Ainsi que le minerai, la houille fut récoltée, sans peine et non loin, à la surface du sol. On cassa préalablement le minerai en petits morceaux, et on le débarrassa à la main des impuretés qui souillaient sa surface. Puis, charbon et minerai furent disposés en tas et par couches successives, – ainsi que fait le charbonnier du bois qu’il veut carboniser. De cette façon, sous l’influence de l’air projeté par la machine soufflante, le charbon devait se transformer en acide carbonique, puis en oxyde de carbone, chargé de réduire l’oxyde de fer, c’est-à-dire d’en dégager l’oxygène.
Ainsi l’ingénieur procéda-t-il. Le soufflet de peaux de phoque, muni à son extrémité d’un tuyau en terre réfractaire, qui avait été préalablement fabriqué au four à poteries, fut établi près du tas de minerai. Mû par un mécanisme dont les organes consistaient en châssis, cordes de fibres et contre-poids, il lança dans la masse une provision d’air qui, tout en élevant la température, concourut aussi à la transformation chimique qui devait donner du fer pur.

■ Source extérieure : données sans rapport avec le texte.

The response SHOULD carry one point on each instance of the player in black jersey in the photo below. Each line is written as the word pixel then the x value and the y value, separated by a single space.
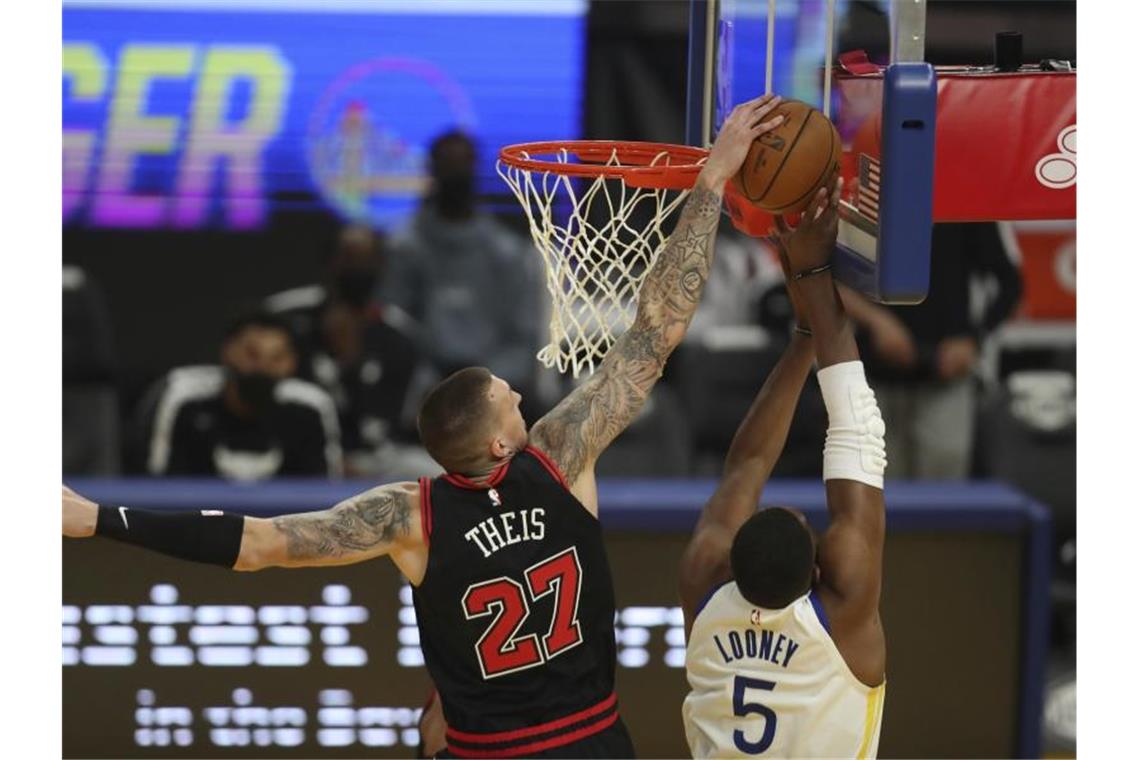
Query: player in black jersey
pixel 511 582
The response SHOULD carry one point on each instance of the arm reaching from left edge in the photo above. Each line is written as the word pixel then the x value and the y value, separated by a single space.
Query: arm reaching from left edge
pixel 383 520
pixel 577 431
pixel 754 452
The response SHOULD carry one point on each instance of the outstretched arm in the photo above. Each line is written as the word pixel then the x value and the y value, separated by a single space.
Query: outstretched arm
pixel 380 521
pixel 754 452
pixel 577 431
pixel 851 550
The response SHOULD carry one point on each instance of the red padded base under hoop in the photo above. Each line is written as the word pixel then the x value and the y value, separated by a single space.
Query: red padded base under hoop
pixel 1004 144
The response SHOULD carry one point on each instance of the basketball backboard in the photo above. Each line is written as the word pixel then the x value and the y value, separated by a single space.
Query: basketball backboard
pixel 742 48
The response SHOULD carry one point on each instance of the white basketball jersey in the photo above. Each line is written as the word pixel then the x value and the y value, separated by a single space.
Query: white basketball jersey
pixel 772 683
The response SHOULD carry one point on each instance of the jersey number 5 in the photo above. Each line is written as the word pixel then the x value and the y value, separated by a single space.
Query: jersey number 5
pixel 741 708
pixel 499 651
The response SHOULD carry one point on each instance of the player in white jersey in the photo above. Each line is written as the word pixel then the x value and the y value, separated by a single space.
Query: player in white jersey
pixel 787 655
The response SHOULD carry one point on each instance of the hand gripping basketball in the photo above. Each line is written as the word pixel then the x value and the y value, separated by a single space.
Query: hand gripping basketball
pixel 743 125
pixel 811 243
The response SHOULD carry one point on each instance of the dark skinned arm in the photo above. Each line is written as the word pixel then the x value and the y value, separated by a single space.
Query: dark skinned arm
pixel 577 431
pixel 851 550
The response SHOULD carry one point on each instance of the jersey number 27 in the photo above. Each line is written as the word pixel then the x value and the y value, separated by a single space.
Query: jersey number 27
pixel 504 599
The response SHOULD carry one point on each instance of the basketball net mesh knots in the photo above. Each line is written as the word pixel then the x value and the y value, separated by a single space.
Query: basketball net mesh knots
pixel 596 256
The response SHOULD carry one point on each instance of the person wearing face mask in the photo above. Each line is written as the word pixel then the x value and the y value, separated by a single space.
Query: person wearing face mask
pixel 249 418
pixel 471 285
pixel 355 348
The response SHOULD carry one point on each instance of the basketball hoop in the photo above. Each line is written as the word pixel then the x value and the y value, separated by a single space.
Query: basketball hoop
pixel 596 211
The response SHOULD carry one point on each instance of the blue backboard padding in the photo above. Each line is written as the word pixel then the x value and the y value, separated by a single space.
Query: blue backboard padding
pixel 901 274
pixel 906 205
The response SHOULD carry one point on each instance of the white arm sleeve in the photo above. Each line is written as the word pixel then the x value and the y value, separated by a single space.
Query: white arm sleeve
pixel 855 448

L’opération fut difficile. Il fallut toute la patience, toute l’ingéniosité des colons pour la mener à bien ; mais enfin elle réussit, et le résultat définitif fut une loupe de fer, réduite à l’état d’éponge, qu’il fallut cingler et corroyer, c’est-à-dire forger, pour en chasser la gangue liquéfiée. Il était évident que le premier marteau manquait à ces forgerons improvisés ; mais, en fin de compte, ils se trouvaient dans les mêmes conditions où avait été le premier métallurgiste, et ils firent ce que dut faire celui-ci.